Originally published at The Experimental Fantasist. Please leave any comments there.

I now know that the place I sensed just outside of my sight was the imagination. I knew it then, but I didn't have the words for it. Barsoom, the Hyborian Age and Earthsea weren't places I could drive to, I knew. Still, I had the sense that they were real, by some measure of reality that was different than the way in which my house and my dog were real. There was resonance there. Things in the stories touched on things in life. Conan’s thrill at combat and adventure was as real as the feeling I got running, jumping, and hitting other boys on the football field.

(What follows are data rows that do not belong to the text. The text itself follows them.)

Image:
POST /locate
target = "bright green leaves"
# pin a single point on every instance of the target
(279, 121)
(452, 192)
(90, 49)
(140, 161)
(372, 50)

When Heinlein’s characters expounded on human society and the value of the individual, it reflected the things I was noticing about life as a geek in high school.

The reality of the stories lived (or, in some cases, died) with that resonance. Stories with that resonance were true, even if they never happened. Characters with that resonance were real, though they’d never lived. They’re phantasms that live by borrowing from the experiences of their readers. It’s not just elegy, though. Good stories aren’t just pushing the buttons of memory. The good stories, the great ones, take that borrowed reality and extend it beyond the immediate resonance and into the things that never happened and never could.

That’s what really fascinates me about stories, when they take just a few borrowings and use them to empower whole worlds. Some of it’s craft; knowing what words to choose and how to string them into a line and make them dance. Some of it’s art; finding the right feelings and the right volume and being able to bleed onto the page in just exactly the right way. I love it all, and want to show you my favorite bits.

I’ll be writing reviews of the things I like, and some of the things I don’t, with an eye to what I’ve learned about storytelling from each. One thing in particular I want to explore is why some adaptations fail and others succeed, and why some aren’t really adaptations at all.

Be warned, there will be active links to the TV Tropes Wiki. I accept no responsibility for time lost there.

I’ll be going on about Doctor Who and why I love it, even when I don’t. Some of these entries will explore my conflicted relationship with super hero comics, where my inner 15 year old fanboy and my not-so-inner middle-aged cynic will debate the merits of spandex and super powers for your amusement.

Horror, as a genre, will get special attention. I’ve loved it since I was 9 or 10, when the local broadcast station’s Saturday afternoon creature feature show was my favorite father and son event.  There will be digressions into other genres, of course, but we’ll always meander back to the scary place.